Top-K Off-Policy Correction for a REINFORCE Recommender System

Mikhail Scherbina
Towards Data Science
13 min readNov 28, 2019

--

Make your newsfeed propaganda free again with recnn! Photo by freestocks.org on Unsplash

OffKTopPolicy is now available for your usage out of the box with no prerequisites in my Reinforced Recommendation Library!

The code is also online in Colab with TensorBoard visualization:

Original Paper ‘Top-K Off-Policy Correction for a REINFORCE Recommender System’ by Minmin Chen et al:

A couple of words before we start: I am the creator of recnn — reinforced recommendation toolkit built around PyTorch. The dataset I use is ML20M. The rewards are in [-5, 5], the state is continuous, action space is discrete.

Also, I am not google staff, and unlike the paper authors, I cannot have online feedback concerning the recommendations. I use actor-critic for reward assigning. In a real-world scenario that would be done through interactive user feedback, but here I use a neural network (critic) that aims to emulate it.

Understanding the REINFORCE

An important thing to understand: the paper describes continuous sate space with discrete actions;

For each user, we consider a sequence of user historical interactions with the system, recording the actions taken by the recommender,i.e., videos recommended, as well as user feedback, such as clicks and watch time. Given such a sequence, we predict the next action to take,i.e., videos to recommend, so that user satisfaction metrics,e.g., indicated by clicks or watch time, improve.

Trying to understand this topic, I have found out that I don’t know what the algorithm is. Pretty much everyone is familiar with the Q-Learning: we have a Value Function mapping (State) -> Values. Q Learning is literally everywhere, countless tutorials have already covered it. Note here values are accumulated rewards obtained through temporal difference. Reinforce is similar to Q Learning. Basically you need to understand the difference between value and policy iteration:

  1. Policy iteration includes: policy evaluation + policy improvement, and the two are repeated iteratively until policy converges.
  2. Value iteration includes: finding optimal value function + one policy extraction. There is no repeat of the two because once the value function is optimal, then the policy out of it should also be optimal (i.e. converged).
  3. Finding optimal value function can also be seen as a combination of policy improvement (due to max) and truncated policy evaluation (the reassignment of v_(s) after just one sweep of all states regardless of convergence).
  4. The algorithms for policy evaluation and finding optimal value function are highly similar except for a max operation (as highlighted)
  5. Similarly, the key step to policy improvement and policy extraction are identical except the former involves a stability check.

Note: this is not my explanation, I copied it from here:

Now let’s translate this to python:

The following images use REINFORCE implementation by PyTorch. Link to file on Github.

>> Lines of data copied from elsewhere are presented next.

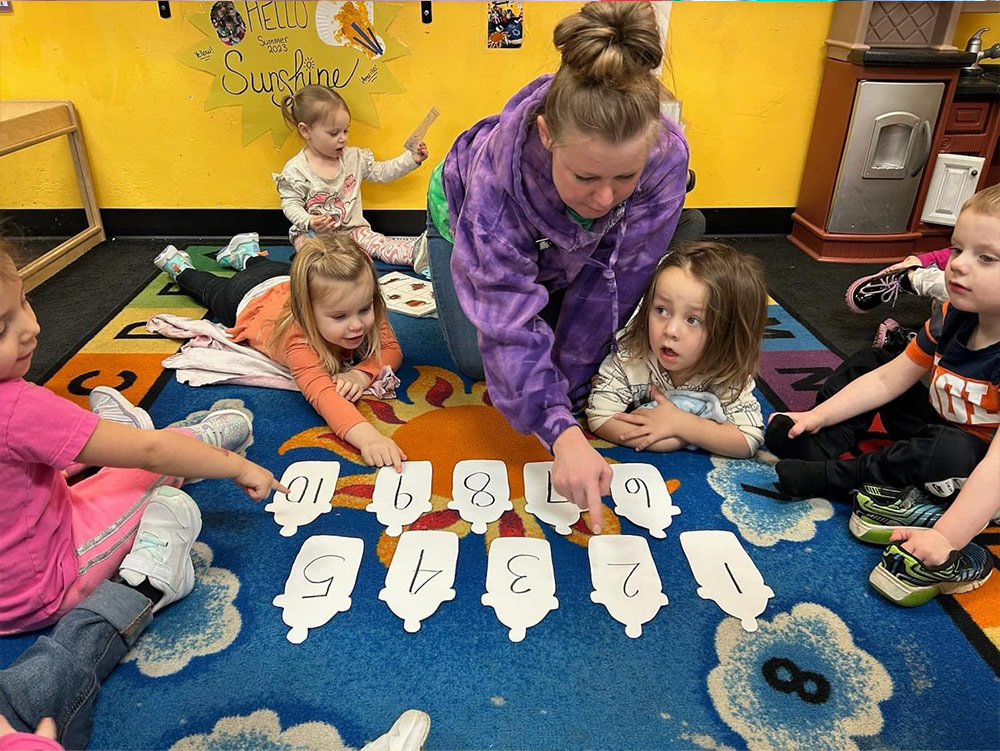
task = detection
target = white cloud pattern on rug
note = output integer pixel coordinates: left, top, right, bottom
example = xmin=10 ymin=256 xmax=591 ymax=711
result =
xmin=123 ymin=542 xmax=243 ymax=678
xmin=708 ymin=602 xmax=893 ymax=751
xmin=707 ymin=451 xmax=833 ymax=547
xmin=170 ymin=709 xmax=350 ymax=751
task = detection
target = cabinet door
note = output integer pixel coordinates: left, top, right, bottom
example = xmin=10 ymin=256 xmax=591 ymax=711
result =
xmin=920 ymin=154 xmax=986 ymax=227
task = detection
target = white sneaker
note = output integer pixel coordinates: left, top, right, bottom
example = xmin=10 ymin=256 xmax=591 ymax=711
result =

code is from official pytorch examples
code is from official pytorch examples
code is from official pytorch examples

Using recnn’s implementation

This week I released REINFORCE implementation to use out of the box with my library. Let’s take a look at what it takes to use Reinforce with recnn:

prepare_dataset is a chain of responsibility pattern that transforms your data into usable state. Note: usage of that is completely optional, and if you don’t want to mess with an understanding of recnn inner workings, transform your data how you like it beforehand.

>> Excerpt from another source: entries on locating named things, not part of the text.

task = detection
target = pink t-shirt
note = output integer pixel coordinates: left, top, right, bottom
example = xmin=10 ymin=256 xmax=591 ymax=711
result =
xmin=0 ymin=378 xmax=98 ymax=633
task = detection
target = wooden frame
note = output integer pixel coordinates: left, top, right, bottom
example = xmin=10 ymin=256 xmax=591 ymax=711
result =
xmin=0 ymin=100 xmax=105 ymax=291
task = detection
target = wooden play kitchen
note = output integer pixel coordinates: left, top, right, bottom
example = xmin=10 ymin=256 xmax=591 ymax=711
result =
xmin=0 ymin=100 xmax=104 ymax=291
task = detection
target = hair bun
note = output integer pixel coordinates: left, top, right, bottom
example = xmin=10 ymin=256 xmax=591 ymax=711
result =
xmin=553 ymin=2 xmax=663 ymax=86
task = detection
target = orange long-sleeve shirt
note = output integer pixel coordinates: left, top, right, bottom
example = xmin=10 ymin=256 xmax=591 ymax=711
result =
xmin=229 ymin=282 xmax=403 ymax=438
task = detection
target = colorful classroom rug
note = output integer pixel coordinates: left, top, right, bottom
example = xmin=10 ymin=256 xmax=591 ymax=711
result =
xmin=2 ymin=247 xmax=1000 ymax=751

embed_batch applies embeddings to individual batches. As you recall, the state is continuous embeddings, whereas the action space is discrete. Luckily, there is a version for your usage out of the box: batch_contstate_discaction.

Because I do not have a very powerful PC (1080ti peasant), I cannot use large action space. Thus I truncate the actions to be just 5000 most frequent movies.

I am not google staff, and unlike the paper authors, I cannot have online feedback concerning the recommendations. I use critic for reward assigning. In a real-world scenario that would be done through interactive user feedback, but here I use a neural network (critic) that aims to emulate it.

Now, let’s define the networks and the algorithm itself.

After 1000 steps we get:

Note: the policy loss is pretty large!

Back to the paper: Off Policy Correction

The problem is the following: we have multiple other policies. Let’s take DDPG and TD3 trained actors from my library. Given these policies, we want to learn a new, unbiased one in an off-policy manner. As authors put it:

Off-Policy Candidate Generation: We apply off-policy correction to learn from logged feedback, collected from an ensemble of prior model policies. We incorporate a learned neural model of the behavior policies to correct data biases.

Do not confuse it with transfer learning:

A naive policy gradient estimator is no longer unbiased as the gradient in Equation (2) requires sampling trajectories from the updated policy πθ while the trajectories we collected were drawn from a combination of historical policies β. We address the distribution mismatch with importance weighting

So, put simply, Off Policy Correction is importance weighting due to the previous recommendation being biased and based on the existing model.

Now let’s consider the formulas:

β — is a historical, also called behavior policy (Previous model)

πθ — is an updated policy (New model)

Going over the tough math listed in the paper, the authors arrive at this fancy formula:

Proposed Reinforce with OffPolicyCorrection

What is says is that the Action A probability, given state S has the importance of Updated Policy / Historical Policy on the timestep T. They conclude that the product over the entire episode is not needed and that the first-order approximation is good enough. More about approximations.

P.S. First-order approximation: f(x+h)≈f(x)+f′(x)×h.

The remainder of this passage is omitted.